The liturgical year is a story of many layers, and one of those layers is closely tied to the natural world.

So, for instance, on the Ember Days–and those of summer begin today, as a matter of fact–the Latin Church specially marks the four seasons. Our Christmas hymns are filled with the piercing cold of winter, Easter with the blossoming of Spring, the time after Pentecost with the green growth of summer, and the apocalyptic Last Sundays of the liturgical year with the Autumn harvest.

So closely tied, in fact, is our ecclesiastical calendar to the natural cycles of the European continent that we hardly give it much thought. And since many of our churches here on the other side of the Northern Hemisphere have a similar climate and natural fauna, we can fully appreciate the Roman liturgical calendar just as it evolved across the Atlantic.

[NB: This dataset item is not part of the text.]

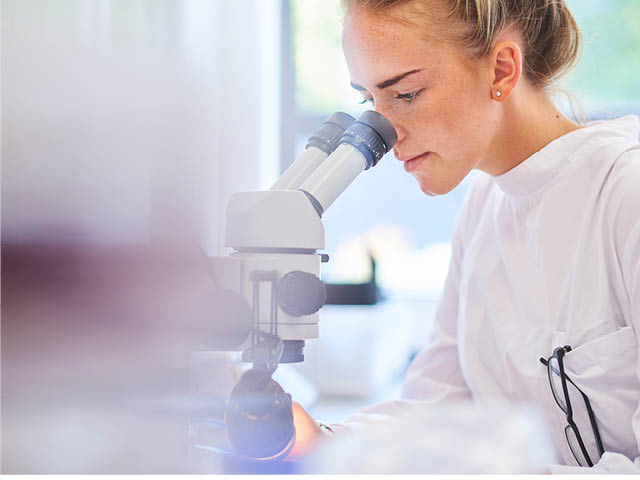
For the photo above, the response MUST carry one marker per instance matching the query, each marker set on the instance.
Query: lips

But our particular cultural and geographical environment can also offer us a new take on the Latin calendar that would not have necessarily been apparent in Europe.

A classic example is seen in this month of June: the month of the Sacred Heart.

June also marks the appearance of that very familiar fruit: the strawberry, which originally was bred from two wild varieties of the New World.

The American Indians were familiar with the original woodland strawberry, Fragaria virginiana. But their name for it did not match up with our modern English name–which refers, some think, to the straw that was used to mulch the fruit in England, or to the way it was strewn on the ground.

Instead, the tribes of the Eastern Woodlands called attention to what its shape and vivid red color immediately suggested. The Lenape called it wtehim–literally, “heart berry”. The Iroquois celebrated its arrival in June with a great national festival of thanksgiving, as the first berry to appear and the fulfillment of the promise of the Creator. They gave it many names such as the “the Great Medicine”, and ascribed wonderful qualities to it.

Here the natural world prefigured the supernatural…and the ancient cultures found their fulfillment in Holy Mother Church.

The Catholic Iroquois near Montreal–said by the early missionaries to have surpassed even the French Canadians in piety–largely preserved their culture intact except for “only that which vice had spoiled” in the pagan towns. These traditional concepts would have filled their minds as they gathered to hear the Introit of Holy Mass Iesos Raweriasatokenti, literally “Jesus-his-sacred-heart” right around the time when they were celebrating the strawberry’s arrival as they had done from time immemorial.

And we, whose ancestors have may have come to this continent from Europe, Africa, or Asia, can still hear their echoes in our own humble little gardens. With them we join in celebrating this month, not only the beginning of summer marked by these Ember Days of Pentecost, and not only the first fruits which Almighty God has provided us for our sustenance, but also the higher reality that they and the liturgy point us toward: the burning furnace of charity in the Sacred Heart of Our Savior.